“Yet, loving you, is she wrong to think of having you for her husband?”
“Granted that she is not; but she thinks only of her own self, for she knows what I suffer, and her conduct would be very different if she loved me. In the mean time, thanks to her imagination, she finds the means of satisfying her senses with the charming Marton who kindly performs the part of her husband.”
Nanette laughed louder, but I kept very serious, and I went on talking to her sister, and praising her sincerity. I said that very likely, and to reciprocate her kindness, Angela must likewise have been her husband, but she answered, with a smile, that Angela played husband only to Nanette, and Nanette could not deny it.
“But,” said I, “what name did Nanette, in her rapture, give to her husband?”
“Nobody knows.”
“Do you love anyone, Nanette?”
“I do; but my secret is my own.”
This reserve gave me the suspicion that I had something to do with her secret, and that Nanette was the rival of Angela. Such a delightful conversation caused me to lose the wish of passing an idle night with two girls so well made for love.

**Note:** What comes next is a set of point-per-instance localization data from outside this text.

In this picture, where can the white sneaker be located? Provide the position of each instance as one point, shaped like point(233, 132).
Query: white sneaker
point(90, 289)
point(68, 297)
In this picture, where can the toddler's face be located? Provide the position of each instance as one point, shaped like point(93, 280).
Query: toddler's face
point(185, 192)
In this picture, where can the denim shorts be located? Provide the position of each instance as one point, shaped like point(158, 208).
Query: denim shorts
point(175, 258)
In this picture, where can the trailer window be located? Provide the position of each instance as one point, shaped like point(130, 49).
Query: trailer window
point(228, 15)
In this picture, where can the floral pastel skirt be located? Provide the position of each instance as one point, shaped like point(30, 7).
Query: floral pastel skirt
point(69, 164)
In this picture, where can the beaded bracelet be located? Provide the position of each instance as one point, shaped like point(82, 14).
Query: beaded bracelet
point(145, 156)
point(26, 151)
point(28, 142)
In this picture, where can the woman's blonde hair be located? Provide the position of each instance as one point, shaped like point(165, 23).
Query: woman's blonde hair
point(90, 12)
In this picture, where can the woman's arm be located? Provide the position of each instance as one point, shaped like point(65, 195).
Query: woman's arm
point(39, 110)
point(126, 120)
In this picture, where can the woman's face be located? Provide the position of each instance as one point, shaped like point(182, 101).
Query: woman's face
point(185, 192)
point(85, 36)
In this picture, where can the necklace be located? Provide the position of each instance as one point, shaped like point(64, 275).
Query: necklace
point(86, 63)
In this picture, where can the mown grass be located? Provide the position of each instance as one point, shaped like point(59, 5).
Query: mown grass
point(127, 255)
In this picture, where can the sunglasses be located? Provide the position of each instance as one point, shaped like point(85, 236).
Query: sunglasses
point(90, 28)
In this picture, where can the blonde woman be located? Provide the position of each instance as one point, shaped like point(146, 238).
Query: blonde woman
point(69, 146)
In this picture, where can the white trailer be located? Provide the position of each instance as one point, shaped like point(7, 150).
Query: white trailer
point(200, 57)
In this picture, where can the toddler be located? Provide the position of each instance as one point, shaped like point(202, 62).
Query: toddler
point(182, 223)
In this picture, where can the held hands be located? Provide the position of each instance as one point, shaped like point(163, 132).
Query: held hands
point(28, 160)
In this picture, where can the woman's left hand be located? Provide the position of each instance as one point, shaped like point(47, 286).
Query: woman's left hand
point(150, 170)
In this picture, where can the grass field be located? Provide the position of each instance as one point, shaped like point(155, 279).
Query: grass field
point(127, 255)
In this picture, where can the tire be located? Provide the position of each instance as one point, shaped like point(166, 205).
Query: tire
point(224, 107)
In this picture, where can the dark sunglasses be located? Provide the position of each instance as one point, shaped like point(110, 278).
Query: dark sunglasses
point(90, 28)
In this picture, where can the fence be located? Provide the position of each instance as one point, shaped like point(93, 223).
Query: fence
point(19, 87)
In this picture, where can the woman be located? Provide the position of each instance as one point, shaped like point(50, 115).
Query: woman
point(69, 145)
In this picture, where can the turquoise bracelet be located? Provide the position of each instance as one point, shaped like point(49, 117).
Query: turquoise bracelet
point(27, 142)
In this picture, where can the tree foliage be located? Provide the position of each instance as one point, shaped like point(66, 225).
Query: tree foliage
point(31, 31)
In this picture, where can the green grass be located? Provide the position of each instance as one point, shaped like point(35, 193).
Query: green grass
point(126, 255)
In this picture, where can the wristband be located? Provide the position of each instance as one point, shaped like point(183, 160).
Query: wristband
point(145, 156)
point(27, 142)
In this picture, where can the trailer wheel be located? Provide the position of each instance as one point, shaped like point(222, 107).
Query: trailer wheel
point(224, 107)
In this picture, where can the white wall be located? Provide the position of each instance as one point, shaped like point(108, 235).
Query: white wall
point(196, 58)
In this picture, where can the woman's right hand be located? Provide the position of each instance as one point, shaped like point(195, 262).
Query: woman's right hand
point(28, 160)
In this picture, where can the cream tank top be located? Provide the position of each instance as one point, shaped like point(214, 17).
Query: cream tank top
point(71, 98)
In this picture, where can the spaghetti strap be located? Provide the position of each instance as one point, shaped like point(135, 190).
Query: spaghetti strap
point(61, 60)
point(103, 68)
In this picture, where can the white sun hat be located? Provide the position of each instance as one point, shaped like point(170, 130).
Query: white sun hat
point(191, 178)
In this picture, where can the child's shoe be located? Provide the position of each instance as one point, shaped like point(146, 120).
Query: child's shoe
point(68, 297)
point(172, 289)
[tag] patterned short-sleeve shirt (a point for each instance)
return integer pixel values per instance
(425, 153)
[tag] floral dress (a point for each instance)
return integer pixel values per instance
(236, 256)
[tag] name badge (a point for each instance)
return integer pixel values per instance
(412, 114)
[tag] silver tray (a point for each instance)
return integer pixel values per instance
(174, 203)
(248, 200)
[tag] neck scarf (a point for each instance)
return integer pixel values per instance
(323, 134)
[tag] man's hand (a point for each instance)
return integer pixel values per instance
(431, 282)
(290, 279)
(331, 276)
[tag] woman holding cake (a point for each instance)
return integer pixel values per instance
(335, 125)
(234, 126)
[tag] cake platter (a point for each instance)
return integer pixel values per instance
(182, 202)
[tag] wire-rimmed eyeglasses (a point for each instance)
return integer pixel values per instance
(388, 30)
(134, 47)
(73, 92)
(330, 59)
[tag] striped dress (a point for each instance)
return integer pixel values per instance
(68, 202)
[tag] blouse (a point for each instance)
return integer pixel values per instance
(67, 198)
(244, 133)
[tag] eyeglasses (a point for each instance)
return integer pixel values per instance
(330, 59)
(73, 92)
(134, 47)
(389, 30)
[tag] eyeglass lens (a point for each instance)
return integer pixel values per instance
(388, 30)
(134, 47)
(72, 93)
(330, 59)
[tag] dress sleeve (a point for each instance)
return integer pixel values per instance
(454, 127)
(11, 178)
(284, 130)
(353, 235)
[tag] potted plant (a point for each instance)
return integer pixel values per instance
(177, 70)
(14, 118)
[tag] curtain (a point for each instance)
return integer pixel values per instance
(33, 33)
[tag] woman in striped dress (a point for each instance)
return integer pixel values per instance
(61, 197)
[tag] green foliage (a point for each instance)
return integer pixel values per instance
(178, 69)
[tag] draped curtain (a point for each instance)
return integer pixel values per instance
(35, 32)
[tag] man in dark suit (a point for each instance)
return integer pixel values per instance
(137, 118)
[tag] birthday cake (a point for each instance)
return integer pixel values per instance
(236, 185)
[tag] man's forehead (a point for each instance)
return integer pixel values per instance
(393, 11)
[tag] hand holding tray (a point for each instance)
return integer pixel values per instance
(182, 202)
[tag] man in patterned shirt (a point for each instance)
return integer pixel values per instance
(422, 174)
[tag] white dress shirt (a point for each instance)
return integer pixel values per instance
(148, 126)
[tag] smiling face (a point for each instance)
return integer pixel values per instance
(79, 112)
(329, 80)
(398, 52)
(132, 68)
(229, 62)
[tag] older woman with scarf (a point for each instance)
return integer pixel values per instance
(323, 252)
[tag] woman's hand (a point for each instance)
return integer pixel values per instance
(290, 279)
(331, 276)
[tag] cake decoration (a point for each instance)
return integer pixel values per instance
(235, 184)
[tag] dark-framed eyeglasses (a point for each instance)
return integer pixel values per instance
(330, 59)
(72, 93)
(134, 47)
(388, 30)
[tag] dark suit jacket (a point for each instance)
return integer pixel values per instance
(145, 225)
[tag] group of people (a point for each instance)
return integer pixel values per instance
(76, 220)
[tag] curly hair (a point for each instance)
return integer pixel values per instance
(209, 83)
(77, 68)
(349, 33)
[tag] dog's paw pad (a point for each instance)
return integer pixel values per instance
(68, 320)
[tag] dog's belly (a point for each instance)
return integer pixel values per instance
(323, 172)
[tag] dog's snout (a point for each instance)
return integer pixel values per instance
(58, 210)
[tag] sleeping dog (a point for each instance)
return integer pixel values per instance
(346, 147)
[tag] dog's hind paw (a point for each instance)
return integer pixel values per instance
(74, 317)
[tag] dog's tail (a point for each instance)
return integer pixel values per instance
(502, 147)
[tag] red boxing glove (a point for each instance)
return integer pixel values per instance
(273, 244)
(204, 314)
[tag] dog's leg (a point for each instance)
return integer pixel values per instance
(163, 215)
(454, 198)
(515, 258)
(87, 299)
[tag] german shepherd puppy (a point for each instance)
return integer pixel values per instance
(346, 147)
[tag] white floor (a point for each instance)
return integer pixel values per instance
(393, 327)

“It is very lucky,” I exclaimed, “that I have for you only feelings of friendship; otherwise it would be very hard to pass the night without giving way to the temptation of bestowing upon you proofs of my affection, for you are both so lovely, so bewitching, that you would turn the brains of any man.”
As I went on talking, I pretended to be somewhat sleepy; Nanette being the first to notice it, said, “Go to bed without any ceremony, we will lie down on the sofa in the adjoining room.”